I am thrilled that Roger Clemens got busted. I have a lot of conflicting opinions about whether or not players should use steroids in professional baseball. Some of them are below, and you can word search all my other conflicting opinions on this site.

However, it offends my sense of reality that Roger Clemens keeps on denying that he uses steroids. Just like it offends my sense of reality that Barry Bonds claims to pay trainers hundreds of thousands of dollars a year to buy him special flax seed oil ($7.98 at The Vitamin Shoppe) to rub on his body.

It is nice that I am not totally crazy, and that 40-somethings cannot truly do what Bonds and Clemens have been doing.


As a matter of labor economics, the owners don't care if the players juice. The more players juice, the more likely that a less rich, less smart team is going to get a good player.

If the players didn't juice, there would be a much smaller number of players worth having at any given time. The Red Sox or Yankees would sign half of them. The Mets-Cardinals-Dodgers-Tigers-Angels-Cubs would have half of the remaining half, and the rest of the league (22 teams) whould split the bottom 25% among themselves. And those good players would cost much dinero. Better to have more players to choose from.

The only reason the owners care about steroids is that they were embarrassed by Congress and a few shrill sportswriters into caring.

It is hard to believe that the fans care too much. They just want their teams to win.

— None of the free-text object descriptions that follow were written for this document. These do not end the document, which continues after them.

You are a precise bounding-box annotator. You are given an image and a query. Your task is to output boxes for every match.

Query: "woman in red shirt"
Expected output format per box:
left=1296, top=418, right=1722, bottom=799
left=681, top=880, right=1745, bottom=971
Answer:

The only people who should truly care are the players, since they are the ones taking the health risk.

It is unclear that there are enough clean players who care. If there are, this would be a good time for one or two of them to say something.

In a rational world, with a true union shop, the Players Association would run its own drug program, and suspend players itself, based on its own sense of what is appropriate, subject to collective bargaining, and Major League Baseball verification.

The owners and the television networks would scream bloody murder when the union winds up suspending superstars along with scrubeenees. And the Republicans would complain that junkie ballplayers should be free to contract wherever they want under right-to-work rules.